Jodi Sanderholm’s murder is just another atrocity in a nation full of them. If you don’t live in south-central Kansas, you’ve probably never heard of it.
The big news here in Wichita today is that Justin Thurber has been sentenced to die for killing her in January 2007. As might be expected, the sentence has prompted a lot of hand-wringing from death penalty foes, who are always quick to point out the obvious: killing the perpetrator won’t bring back the victim.

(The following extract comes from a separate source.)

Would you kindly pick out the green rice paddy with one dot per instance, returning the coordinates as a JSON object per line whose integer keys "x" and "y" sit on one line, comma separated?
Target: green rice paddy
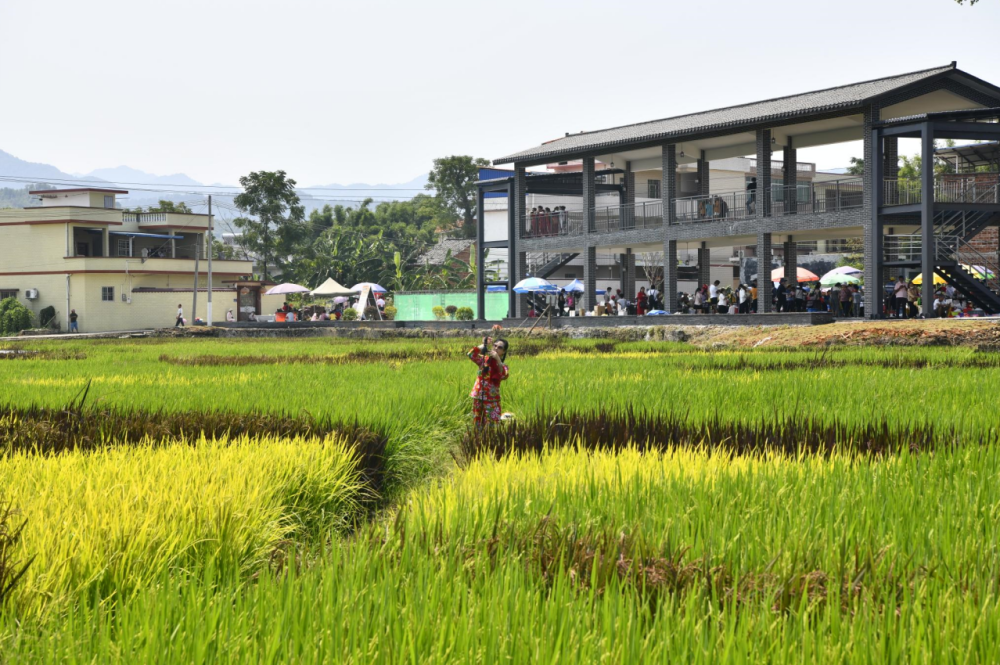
{"x": 324, "y": 500}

OK, I think we all understand that, just as we understand that the possibility of a death sentence does not necessarily deter those predisposed to commit unspeakable acts. One look at the simian Thurber, and a cursory review of his short, useless life, and you realize that this is not a man given to reflection on cause and effect. Look at the evidence presented during the trial, and it’s hard not to conclude that if ever a man deserved to die, it’s him. Jodi Sanderholm deserved to live, too, but we can’t give her that. So it’s time for Justin to roll up his sleeve.
Is that justice? Maybe it’s as close as we can come. But the death penalty is not really about restoring the cosmic balance, just as it is not about deterring the next mindless sociopath who sees an opportunity and takes it. Capital punishment is a societal expression of outrage over the most heinous of acts, a public statement that the continued existence of the perpetrator is an affront to any notion of civilization. Fuzzy notions of closure and deterrence are beside the point.
I won’t be carrying a bleeding-heart sign when Justin Thurber rides the needle, just as I won’t be posting gleeful remarks beneath the stories marking the event. State-sanctioned killing is not pleasant and is nothing to celebrate. There are legitimate reasons to oppose it — the possibility of a mistake, the idea that we must pay individuals to become executioners, the fact that capital cases require far more time and money to prosecute. But enough of the facile argument that killing the killer won’t bring back the victim. We get that, already. And it does not pertain.